Geo: Add calculator service and worker for job artifact verification summaries

What does this MR do and why?

Add backfill service and calculator worker for job artifact verification summaries

This MR is part 2 of a series to replace batch_count verification metrics with pre-calculated summaries:

  • MR1 (merged): Created geo_ci_job_artifact_verification_summaries table
  • MR2 (this): Calculator service and worker (FF-gated, no-op until data exists)
  • MR3 (planned): Functional index on ci_job_artifact_states, post-deploy migration to populate 100k summary rows, DB trigger to mark buckets dirty on changes
  • MR4 (planned): Replicator switch to read from summaries instead of batch_count

How to set up and validate locally

How to set up and validate locally

This MR adds a calculator service and worker behind a disabled feature flag.
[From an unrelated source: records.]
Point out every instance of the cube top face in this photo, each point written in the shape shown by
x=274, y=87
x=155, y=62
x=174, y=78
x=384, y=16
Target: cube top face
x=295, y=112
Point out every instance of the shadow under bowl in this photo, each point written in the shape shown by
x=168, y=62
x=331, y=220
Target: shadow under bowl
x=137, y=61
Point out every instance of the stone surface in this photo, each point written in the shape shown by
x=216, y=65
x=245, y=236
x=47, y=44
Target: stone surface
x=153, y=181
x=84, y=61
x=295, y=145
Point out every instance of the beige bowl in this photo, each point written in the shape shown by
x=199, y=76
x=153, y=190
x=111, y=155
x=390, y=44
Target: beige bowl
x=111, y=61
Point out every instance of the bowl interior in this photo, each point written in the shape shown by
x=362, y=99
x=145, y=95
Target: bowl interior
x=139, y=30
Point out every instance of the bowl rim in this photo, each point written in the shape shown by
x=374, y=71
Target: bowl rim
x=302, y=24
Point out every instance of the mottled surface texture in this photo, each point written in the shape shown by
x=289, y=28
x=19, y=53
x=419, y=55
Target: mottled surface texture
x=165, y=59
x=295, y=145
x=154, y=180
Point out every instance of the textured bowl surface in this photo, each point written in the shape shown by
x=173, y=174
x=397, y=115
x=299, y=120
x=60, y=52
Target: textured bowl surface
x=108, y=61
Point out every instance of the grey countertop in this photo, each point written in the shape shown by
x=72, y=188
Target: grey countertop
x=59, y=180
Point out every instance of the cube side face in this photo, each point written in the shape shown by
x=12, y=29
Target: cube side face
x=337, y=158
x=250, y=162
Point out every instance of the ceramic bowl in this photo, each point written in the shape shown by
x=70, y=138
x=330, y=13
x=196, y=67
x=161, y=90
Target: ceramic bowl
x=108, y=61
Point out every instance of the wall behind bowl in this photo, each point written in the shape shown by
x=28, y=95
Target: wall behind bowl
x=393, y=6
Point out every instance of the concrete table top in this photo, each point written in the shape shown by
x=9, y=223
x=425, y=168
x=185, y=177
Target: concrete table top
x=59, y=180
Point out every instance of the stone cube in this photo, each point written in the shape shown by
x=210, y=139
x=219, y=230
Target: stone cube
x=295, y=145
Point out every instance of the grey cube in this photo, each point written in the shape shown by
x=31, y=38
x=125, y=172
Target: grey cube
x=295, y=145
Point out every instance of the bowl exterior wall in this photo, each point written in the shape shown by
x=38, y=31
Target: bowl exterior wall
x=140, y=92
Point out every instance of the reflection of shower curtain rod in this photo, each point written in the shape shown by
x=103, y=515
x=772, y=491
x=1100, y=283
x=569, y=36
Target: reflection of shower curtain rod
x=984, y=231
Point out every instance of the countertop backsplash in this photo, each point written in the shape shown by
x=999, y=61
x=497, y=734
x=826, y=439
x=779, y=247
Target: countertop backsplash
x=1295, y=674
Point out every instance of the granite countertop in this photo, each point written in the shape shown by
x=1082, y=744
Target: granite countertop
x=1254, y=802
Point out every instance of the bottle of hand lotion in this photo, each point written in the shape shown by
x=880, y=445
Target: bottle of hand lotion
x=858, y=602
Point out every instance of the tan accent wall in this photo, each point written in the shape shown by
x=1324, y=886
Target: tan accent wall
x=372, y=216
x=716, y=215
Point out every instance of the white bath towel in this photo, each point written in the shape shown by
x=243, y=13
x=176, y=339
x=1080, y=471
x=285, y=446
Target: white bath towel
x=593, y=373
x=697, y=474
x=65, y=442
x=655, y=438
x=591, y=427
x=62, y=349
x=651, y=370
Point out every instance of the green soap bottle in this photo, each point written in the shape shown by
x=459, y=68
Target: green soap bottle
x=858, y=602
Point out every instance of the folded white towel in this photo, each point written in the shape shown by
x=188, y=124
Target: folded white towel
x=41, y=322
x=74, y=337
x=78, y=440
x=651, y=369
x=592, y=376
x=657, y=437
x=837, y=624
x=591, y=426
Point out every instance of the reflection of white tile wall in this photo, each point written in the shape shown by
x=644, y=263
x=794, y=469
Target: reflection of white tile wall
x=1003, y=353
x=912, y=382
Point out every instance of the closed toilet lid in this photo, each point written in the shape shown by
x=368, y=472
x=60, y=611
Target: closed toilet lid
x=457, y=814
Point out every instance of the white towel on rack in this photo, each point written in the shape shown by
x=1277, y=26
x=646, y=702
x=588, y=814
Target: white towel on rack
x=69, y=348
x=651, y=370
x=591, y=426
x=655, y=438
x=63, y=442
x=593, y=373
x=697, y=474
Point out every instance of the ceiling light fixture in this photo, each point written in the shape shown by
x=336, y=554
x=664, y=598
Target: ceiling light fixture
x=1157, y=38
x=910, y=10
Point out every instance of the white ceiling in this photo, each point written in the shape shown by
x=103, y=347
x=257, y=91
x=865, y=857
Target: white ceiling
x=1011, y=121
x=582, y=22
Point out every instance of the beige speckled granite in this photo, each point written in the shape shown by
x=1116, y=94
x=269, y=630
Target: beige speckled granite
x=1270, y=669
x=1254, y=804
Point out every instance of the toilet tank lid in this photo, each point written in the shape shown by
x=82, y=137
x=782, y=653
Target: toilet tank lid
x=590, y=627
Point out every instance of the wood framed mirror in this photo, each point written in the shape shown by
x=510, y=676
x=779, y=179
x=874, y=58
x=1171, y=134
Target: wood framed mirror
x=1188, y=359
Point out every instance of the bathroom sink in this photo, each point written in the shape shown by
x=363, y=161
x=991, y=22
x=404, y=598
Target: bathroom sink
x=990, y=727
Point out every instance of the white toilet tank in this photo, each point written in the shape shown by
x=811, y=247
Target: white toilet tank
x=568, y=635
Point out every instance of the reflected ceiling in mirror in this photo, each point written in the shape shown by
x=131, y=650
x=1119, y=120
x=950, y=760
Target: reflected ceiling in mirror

On deploy, nothing changes — the worker exits immediately when the FF is off.

To verify the worker and service work correctly:

  1. Ensure the summaries table exists (created in MR1):

    Geo::CiJobArtifactVerificationSummary.count
    # => 0
  2. Create some test data in Rails console:

    # Create a dirty summary bucket
    Geo::CiJobArtifactVerificationSummary.create!(
      bucket_number: 0,
      state: :dirty,
      state_changed_at: Time.current
    )
  3. Verify the calculator service processes it:

    result = Geo::CiJobArtifactVerificationSummaryCalculatorService.new.execute
    result[:buckets_calculated]
    # => 1
    
    summary = Geo::CiJobArtifactVerificationSummary.find_by!(bucket_number: 0)
    summary.state
    # => "clean"
    summary.total_count
    # => 0 (no matching artifact states in bucket 0)
  4. Verify the worker respects the feature flag:

    # FF is disabled by default — worker is a no-op
    Feature.enabled?(:geo_job_artifact_verification_summaries)
    # => false
    
    Geo::CiJobArtifactVerificationSummaryCalculatorWorker.new.perform
    # Returns immediately, nothing processed
    
    # Enable the FF
    Feature.enable(:geo_job_artifact_verification_summaries)
    
    # Create another dirty bucket
    Geo::CiJobArtifactVerificationSummary.create!(
      bucket_number: 1,
      state: :dirty,
      state_changed_at: Time.current
    )
    
    Geo::CiJobArtifactVerificationSummaryCalculatorWorker.new.perform
    Geo::CiJobArtifactVerificationSummary.find_by!(bucket_number: 1).state
    # => "clean"
  5. Run the specs:

    bundle exec rspec ee/spec/services/geo/ci_job_artifact_verification_summary_calculator_service_spec.rb ee/spec/workers/geo/ci_job_artifact_verification_summary_calculator_worker_spec.rb

Database Review

Database review notes:

  • Geo is not active on GitLab.com (only GitLab Dedicated and Self-Managed), so Geo tables have no meaningful production data in the postgres.ai snapshot.
  • geo_ci_job_artifact_verification_summaries was created in a prior MR that has not yet reached the postgres.ai snapshot. It was created via DDL and seeded with 100k rows (45k clean, 50k dirty, 5k calculating) to produce realistic query plans. exec ANALYZE was run after seeding.
  • ci_job_artifact_states was seeded with 10M rows (70% verified, 20% pending, 10% failed) to simulate production-scale data. FK constraint was temporarily dropped for seeding. exec ANALYZE was run after seeding.
  • All queries are behind the geo_job_artifact_verification_summaries feature flag (disabled by default). The summaries table won't be populated until a follow-up MR adds a post-deploy backfill migration.
Query Link Execution time
Q1: bucket_numbers_needing_recalculation 149417 ~0.1ms
Q2: claim_buckets 149945 ~22ms
Q3: count_dirty_buckets (no index) 149419 1.98s
Q3: count_dirty_buckets (with index) 149423 10.6ms
Q4: update_summary_counts 149952 ~1.8ms

Query 1: bucket_numbers_needing_recalculation

Finds dirty buckets and any calculating buckets stuck longer than 10 minutes (crash recovery). Uses the partial index on state IN (1, 2).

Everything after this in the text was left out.